In many ways Tell Me a Story is just as fragmentary as Clast’s name. Each of the EP’s four songs seems in many ways incomplete. Somewhere along the way Clast picked up the idea that using found samples and ironic bits of dialogue taken from movies would help them say what they were looking to say. Clast states that all four of the songs on Tell Me a Story “all relate to forms of being understood or communicating to gain understanding.” The irony here is two-fold. First of all the samples only really act as a filler and are only really there to call attention to themselves. Although even more ironic is the fact that you are using someone else’s words to try and describe your own feelings, which really doesn’t make them your own. 

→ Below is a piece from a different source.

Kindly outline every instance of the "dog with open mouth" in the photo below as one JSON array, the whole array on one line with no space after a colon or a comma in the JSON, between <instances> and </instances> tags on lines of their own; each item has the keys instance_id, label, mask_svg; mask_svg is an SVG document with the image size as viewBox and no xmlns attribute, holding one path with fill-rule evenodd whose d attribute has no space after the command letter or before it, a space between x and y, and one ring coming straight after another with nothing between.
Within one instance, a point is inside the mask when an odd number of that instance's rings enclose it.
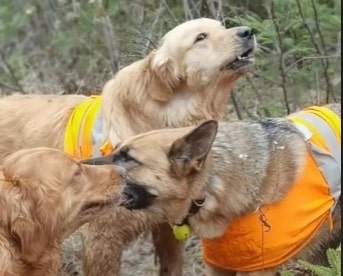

The longest song on the EP “Get Through” opens with a woman saying “something separates me from other people,” and then the song slowly begins to emerge, dark and foreboding at first, and then moving into a more upbeat funk driven sound with looped drums and carnival sounding organs. There are vocals, which at times are mumbled and sound separated from the instruments. 

However “Felt the Same Way” is a stripped down and disparaging piece of pop, reminiscent of a band like Portishead. It is here, as the EP’s title is sung by both male and female vocals, over the eerie and drawn out violins that one hears the potential that exists within Clast. One also hears this on the closing track “Trade Hours” with its slightly hip-hop and hypnotic mix of sounds and rhythms. 

If Clast were to make a full length, they would have to diversify their sound a bit, as people will listen to an EP and accept the fact that the few songs are similar sounding. However for an entire album, people are generally less forgiving.